La Stampa, 3 maggio 2019
In Libia è sfida fra potenze sunnite
Ad un mese dall’inizio, l’offensiva militare di Khalifa Haftar contro Tripoli non è riuscita nell’intento di rovesciare il rivale Fayez al-Sarraj ma ha contribuito ad evidenziare la svolta in atto nella crisi libica: i protagonisti sul campo sono diventati gli Stati sunniti in lotta fra loro, come già avviene in Siria e nel Golfo.
Incominciata nel 2011 dopo l’uccisione del colonnello Muammar Gheddafi, la crisi armata in Libia aveva finora avuto come maggiori attori circa 250 clan tribali e milizie con il risultato di portare al-Sarraj a controllare la Tripolitania e Haftar la Cirenaica, spaccando la Libia a metà. Con in mezzo Misurata, guidata da Ahmed Maiting, alleato di al-Sarraj. Tale lacerazione ha generato una conflittualità permanente con il crescente coinvolgimento di Stati stranieri: Francia e Russia a fianco di Haftar, Italia più vicina ad al-Sarraj con gli Usa soprattutto impegnati a colpire ed eliminare le enclave jihadiste libiche, come avvenuto a Sirte e dintorni.
Tale situazione viene ora superata dall’iniziativa degli Stati sunniti rivali di elevare il livello di coinvolgimento nella crisi, uscendo di fatto allo scoperto come i maggiori sponsor di Haftar e al-Sarraj. Quanto avvenuto negli ultimi 50 giorni testimonia tale escalation. A fine marzo il re saudita Salman ha ricevuto Haftar nel palazzo di Riad identificandolo come il «garante della sicurezza» in Libia, a metà aprile la scena si è ripetuta al Cairo con il presidente Al-Sisi che ha posto l’accento sulla determinazione di Haftar «nel combattere gli estremisti islamici» e da quando le milizie bengasine hanno raggiunto la periferia di Tripoli ogni notte godono del sostegno degli attacchi dei droni degli Emirati Arabi Uniti.
Il cui ministro degli Esteri, Anwar Gargash, afferma che «il problema da risolvere è il controllo degli estremisti su Tripoli» ovvero il sostegno di al-Sarraj da parte di milizie islamiche. Ora, il punto è che quando Arabia Saudita, Egitto ed Emirati Arabi Uniti parlano di «estremisti islamici» si riferiscono al movimento dei Fratelli musulmani, sostenuto in più aree di crisi da Turchia e Qatar che sono poi, guarda caso, anche i maggiori alleati di al-Sarraj.

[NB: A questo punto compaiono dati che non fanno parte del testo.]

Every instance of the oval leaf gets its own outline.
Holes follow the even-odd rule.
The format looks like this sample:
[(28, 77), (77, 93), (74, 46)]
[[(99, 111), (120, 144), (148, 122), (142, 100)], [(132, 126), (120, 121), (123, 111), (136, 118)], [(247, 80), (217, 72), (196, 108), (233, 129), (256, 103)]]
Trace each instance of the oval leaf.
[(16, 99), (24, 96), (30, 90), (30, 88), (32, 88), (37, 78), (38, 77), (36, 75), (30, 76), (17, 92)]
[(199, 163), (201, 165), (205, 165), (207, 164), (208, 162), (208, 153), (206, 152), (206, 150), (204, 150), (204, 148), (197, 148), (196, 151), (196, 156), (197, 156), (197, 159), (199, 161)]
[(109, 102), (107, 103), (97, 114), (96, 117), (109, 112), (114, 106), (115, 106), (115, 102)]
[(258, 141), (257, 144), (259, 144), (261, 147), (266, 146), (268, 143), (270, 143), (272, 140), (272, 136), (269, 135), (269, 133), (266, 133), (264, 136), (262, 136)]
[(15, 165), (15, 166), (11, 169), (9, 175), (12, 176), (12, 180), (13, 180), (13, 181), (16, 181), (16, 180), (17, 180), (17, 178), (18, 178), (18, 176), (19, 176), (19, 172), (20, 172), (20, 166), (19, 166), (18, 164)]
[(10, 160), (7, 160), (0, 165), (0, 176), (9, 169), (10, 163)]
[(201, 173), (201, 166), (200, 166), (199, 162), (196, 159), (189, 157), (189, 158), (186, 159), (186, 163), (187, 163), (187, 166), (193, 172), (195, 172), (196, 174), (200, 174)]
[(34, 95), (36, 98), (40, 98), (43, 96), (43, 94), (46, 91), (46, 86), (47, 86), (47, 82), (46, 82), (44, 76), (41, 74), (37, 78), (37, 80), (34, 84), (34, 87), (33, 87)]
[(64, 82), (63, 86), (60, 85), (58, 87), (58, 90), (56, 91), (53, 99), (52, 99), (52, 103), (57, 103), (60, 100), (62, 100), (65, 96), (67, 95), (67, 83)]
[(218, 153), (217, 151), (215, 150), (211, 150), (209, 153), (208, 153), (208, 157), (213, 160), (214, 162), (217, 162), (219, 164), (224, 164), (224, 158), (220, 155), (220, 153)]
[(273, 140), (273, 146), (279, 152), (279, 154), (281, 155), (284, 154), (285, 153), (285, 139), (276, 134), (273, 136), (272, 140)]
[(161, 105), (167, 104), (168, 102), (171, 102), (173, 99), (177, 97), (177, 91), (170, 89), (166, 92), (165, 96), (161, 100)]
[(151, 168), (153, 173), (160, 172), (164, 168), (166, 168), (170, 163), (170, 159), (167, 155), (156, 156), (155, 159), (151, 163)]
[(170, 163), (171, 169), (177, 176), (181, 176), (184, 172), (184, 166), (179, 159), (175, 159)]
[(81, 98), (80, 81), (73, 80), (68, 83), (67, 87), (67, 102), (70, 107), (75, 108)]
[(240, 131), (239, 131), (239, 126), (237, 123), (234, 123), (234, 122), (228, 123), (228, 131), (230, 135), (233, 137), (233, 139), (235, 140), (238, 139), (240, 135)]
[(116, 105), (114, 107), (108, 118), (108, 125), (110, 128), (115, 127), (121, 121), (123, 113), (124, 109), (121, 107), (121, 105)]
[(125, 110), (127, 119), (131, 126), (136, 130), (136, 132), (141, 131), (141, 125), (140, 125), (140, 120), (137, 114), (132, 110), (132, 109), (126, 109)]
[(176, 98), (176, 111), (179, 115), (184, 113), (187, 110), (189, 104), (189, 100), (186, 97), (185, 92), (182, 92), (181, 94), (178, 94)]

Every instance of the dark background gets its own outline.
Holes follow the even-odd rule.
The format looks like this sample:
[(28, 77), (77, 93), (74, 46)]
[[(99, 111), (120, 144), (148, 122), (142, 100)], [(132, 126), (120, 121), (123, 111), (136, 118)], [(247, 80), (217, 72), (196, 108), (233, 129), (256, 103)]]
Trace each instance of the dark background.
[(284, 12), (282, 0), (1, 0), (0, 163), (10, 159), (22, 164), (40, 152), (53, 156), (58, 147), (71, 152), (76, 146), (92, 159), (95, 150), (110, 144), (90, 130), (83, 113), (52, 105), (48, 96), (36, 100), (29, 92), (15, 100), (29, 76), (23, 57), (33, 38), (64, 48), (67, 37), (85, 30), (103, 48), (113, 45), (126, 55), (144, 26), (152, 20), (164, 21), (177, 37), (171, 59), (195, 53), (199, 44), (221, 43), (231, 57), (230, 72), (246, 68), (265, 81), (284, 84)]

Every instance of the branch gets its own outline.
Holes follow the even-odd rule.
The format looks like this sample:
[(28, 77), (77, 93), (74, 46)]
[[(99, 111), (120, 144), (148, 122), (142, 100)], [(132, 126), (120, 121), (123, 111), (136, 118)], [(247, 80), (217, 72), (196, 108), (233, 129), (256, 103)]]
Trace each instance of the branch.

È uno scontro che ha in palio la leadership del mondo sunnita perché i Paesi alla guida degli opposti fronti, Arabia Saudita e Turchia, rappresentano versioni opposte della corrente maggioritaria dell’Islam che ruotano attorno proprio al ruolo della Fratellanza musulmana. Per Ankara si tratta della versione più moderna dell’integrazione fra politica e Islam mentre per Riad è l’ideologia che genera i jihadisti, terroristi islamici il cui unico intento è conquistare il potere negli Stati arabi per dominarli o svenderli al rivale di sempre, l’Iran sciita. Stiamo parlando di uno scontro strategico, feroce, imponente per la guida dell’Islam che si svolge in questo momento su più campi di battaglia - Siria, Iraq, Gaza, nel Golfo - a cui si aggiunge in maniera lampante la Libia. Il motivo concreto è il sostegno che alcuni gruppi dei Fratelli musulmani assicurano al debole al-Sarraj a Tripoli, spiegando anche la recente mossa della Casa Bianca a favore di Haftar nell’evidente intento di favorire gli alleati sauditi-egiziani-emiratini per ostacolare Erdogan ed il Qatar, considerati troppo vicini a Mosca e Teheran. Tale dinamica obbliga l’Italia a rivedere in fretta l’approccio finora avuto alla crisi libica perché l’impostazione basata su sostegno ai mediatori Onu e sui rapporti con clan e milizie locali non basta più. Poiché il nostro interesse nazionale è evitare l’arrivo di ondate di migranti e cellule di jihadisti nella Penisola, così come difendere gli interessi energetici, Roma si trova obbligata a decidere quale approccio avere allo scontro fra Paesi sunniti. È una decisione di politica estera di prima grandezza perché investe la nostra proiezione nel mondo arabo, inclusi i rapporti bilaterali con Qatar, Emirati ed Egitto. Più tardi affronteremo tale nodo, più danni ne trarremo. Il fattore tempo non gioca per l’Italia.